4.3. Methodological Limitations and Next Steps
Within this research, our methodologies utilized a low-cost consumer-grade DJI Phantom 4 Pro UAV equipped with a fixed DJI, red, green, and blue (RGB) camera and a low-cost MapIR, red, green, and near-infrared (RGN) Survey 3 camera for imagery capture. This equipment was used to stay within our project budget and assess the potential of these low-cost sensors for producing accurate classifications. However, this methodology did introduce limitations to our study. For instance, the DJI and MapIR cameras utilized different focal lengths and, thus, produced different pixel sizes. Additionally, although the DJI camera does not have published spectral ranges for its bands, it is possible that its red and green bands do not have the same spectral range as those of the same bands of the MapIR camera. These differences in the characteristics of the two cameras may have influenced the outcomes of our classifications and our accuracy assessments. Thus, they might be a commentary on the cameras’ effectiveness and not just the broad spectral bands they measured. However, with the MapIR camera composite classifications outperforming the DJI camera composite classifications, it is clear that classification accuracies can be significantly improved for only a $400 MapIR camera upgrade. More expensive alternatives to our two-camera approach may include multispectral sensors that capture blue, green, red, and near-infrared bands within the same camera, such as MicaSense cameras ranging from ~$5000 to $12,000. These cameras also provide a downwelling light sensor to compensate for changes in light conditions during a mission, a capacity we could not take advantage of within our study. Furthermore, although not used within our assessment, spectral indices, such as the normalized difference vegetation index (NDVI), could have been created from in situ bands for further testing. However, for this study, we looked to maintain band independence between the layers within our composites so that we could compare how the use of only the basic spectral bands affected composite classification accuracies. However, we do recognize that the assessment of such indices for salt marsh classification accuracies may be fruitful for future research.
Another limitation of our work is that we only utilized two small patch areas within a single salt marsh along the New Hampshire seacoast. This begs the question of how scalable our results are relative to the larger New Hampshire salt marsh system. Although our work only assessed seven dominant plant species within our study areas, our research has demonstrated the ability of our spectral band, elevation layer, and collection date combinations to distinguish specific species from one another. For instance, the use of a DEM layer allowed SpAl vs. SpAl-SF and SpAl vs. SoSv to be more easily distinguished from each other. The use of a NIR layer also allowed for better distinctions between high-marsh species, such as SpPa, DiSp, and JuGe, vs. the low-marsh species SpAl. As these species are prominent throughout many New Hampshire seacoast salt marshes, our research provides a strong foundation for the applicability of our results to other New Hampshire salt marshes. However, varying levels of spectral separability, due to the introduction and mixture of other species within other salt marshes, may alter salt marsh vegetation classification accuracies.
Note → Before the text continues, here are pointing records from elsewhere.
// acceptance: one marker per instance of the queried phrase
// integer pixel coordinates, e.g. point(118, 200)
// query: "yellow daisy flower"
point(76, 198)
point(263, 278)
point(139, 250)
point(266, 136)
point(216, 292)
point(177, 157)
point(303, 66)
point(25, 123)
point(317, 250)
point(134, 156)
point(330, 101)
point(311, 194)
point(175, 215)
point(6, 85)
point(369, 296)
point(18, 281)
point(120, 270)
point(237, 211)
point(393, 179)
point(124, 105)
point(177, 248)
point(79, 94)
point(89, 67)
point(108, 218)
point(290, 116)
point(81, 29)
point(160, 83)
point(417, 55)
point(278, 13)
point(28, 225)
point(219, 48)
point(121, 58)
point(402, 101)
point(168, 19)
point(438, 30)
Additionally, although we did not compare object- versus pixel-based analysis and various vegetation class granularities within our research, we believe that these areas of study could be fruitful within our study area and warrant future investigations. Furthermore, because tidal and precipitation effects highly influence our study areas, future work is needed to better compensate for the varying effects of moisture within these landscapes.